I have an PDF that contains a dummy ID that needs to be replaced. To check, if there
is way to do this, I used qpdf to expand the PDF using
qpdf --qdf --object-streams=disable orig.pdf expanded.pdf
Using a hex editor I located the dummy ID in expanded.pdf and changed the value by
simply swapping two digits
<001800180017> Tj => <001700170018> Tj
and saved it. Opening expanded.pdf in Acrobat didn't show the modification. The original
ID 443 is still rendered, but searching for "443" doesn't find it. When searching for
"334", the modified content, I get the rendered original ID 443 highlighted.
The PDF consist of text and vector graphic. When I insert additional digits (which obviously
invalidates the offsets in the xref), I get an error message regarding a missing font and
all digits are shown as dots but the vector graphic is still in place. This seems to indicate
that the ID is not part of the graphic.
What did I miss?
EDIT 1:
After mkl's comment, I did a deeper analysis of my PDF and found, that beside the obvious graphic content, all text was rendered by a series of m/l/c commands follwoed by a BT/ET section. Color for stroke and non-stroke was 0,0,0 for both in the BT/ET section.
Is this because of the used embedded non-standard font?
Are PDFs with embedded fonts usually done this way? A graphics part for the visual representation and a transparent (hidden) text part just to get searching and highlighting capabilities?
Looking back I wonder what I did to get the dots when I first modified the
content. I seems impossible and I can't reproduce it either.
Thanks
Tom
First off, the following is merely guesswork as you could not share the pdf in question. Educated guesswork but guesswork nonetheless.
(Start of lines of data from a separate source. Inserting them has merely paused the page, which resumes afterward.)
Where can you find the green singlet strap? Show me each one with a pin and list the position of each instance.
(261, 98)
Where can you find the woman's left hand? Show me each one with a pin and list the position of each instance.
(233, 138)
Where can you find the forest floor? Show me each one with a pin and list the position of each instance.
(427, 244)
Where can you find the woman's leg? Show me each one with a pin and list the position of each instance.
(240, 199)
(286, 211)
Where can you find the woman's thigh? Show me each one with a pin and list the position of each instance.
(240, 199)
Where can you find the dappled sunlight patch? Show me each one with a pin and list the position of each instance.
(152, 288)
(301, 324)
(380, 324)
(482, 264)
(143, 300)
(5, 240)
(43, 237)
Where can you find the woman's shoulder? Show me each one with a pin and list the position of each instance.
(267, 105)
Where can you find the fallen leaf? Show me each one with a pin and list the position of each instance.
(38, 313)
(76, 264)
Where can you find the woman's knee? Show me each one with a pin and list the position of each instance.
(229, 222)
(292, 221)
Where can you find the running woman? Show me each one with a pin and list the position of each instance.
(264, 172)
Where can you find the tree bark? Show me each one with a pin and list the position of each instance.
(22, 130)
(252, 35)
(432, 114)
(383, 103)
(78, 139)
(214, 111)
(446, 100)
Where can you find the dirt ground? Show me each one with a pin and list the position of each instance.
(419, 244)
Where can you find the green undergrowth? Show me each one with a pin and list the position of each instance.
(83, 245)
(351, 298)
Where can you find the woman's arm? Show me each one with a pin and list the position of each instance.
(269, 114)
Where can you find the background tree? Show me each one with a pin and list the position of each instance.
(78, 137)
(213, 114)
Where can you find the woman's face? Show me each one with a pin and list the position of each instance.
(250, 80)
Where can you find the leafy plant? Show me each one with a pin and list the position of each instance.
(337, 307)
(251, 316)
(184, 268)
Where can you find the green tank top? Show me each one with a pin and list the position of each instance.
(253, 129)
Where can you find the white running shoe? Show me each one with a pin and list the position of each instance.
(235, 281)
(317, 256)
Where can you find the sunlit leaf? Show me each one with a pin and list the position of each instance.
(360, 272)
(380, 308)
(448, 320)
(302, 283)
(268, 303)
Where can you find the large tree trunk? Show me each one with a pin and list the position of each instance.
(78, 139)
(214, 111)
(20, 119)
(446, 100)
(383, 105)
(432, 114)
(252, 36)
You report that you changed the value by simply swapping two digits in the text drawing instruction argument and now can successfully search for the value with swapped digits but that Acrobat didn't show the modification.
Furthermore you observed that all text was rendered by a series of m/l/c commands followed by a BT/ET section.
The main situation in which one observes text being rendered as arbitrary vector graphics (a series of m/l/c commands), is in pdfs in which the producer didn't want text extraction to be possible and replaced text drawing instructions by arbitrary vector graphics instructions.
This apparently is not the case in your pdf as the text drawing instructions are not replaced but merely supplemented by the vector graphics ones.
Supposing that this construct is used for a reason and not by accident, I can only assume that the pdf producer was not willing or allowed to embed the font in question but wanted the specific font appearance to be displayed without having to count on the font being installed on the computer the pdf is viewed on.
Thus, the text appearance is drawn using arbitrary vector graphics instructions and the following text drawing instructions actually draw nothing but merely make the text searchable and extractable. This way there is no need to embed the apparent font face as font program. (Text drawing instructions can be made to draw nothing either by using a font with all blank glyphs or by using the text rendering mode "invisible".)
If this assumption turns out to be correct, your task to replace the dummy id requires not merely editing the arguments of the text drawing instructions but also replacing the arbitrary vector graphics instructions showing the dummy id appearance by other instructions showing the actual id.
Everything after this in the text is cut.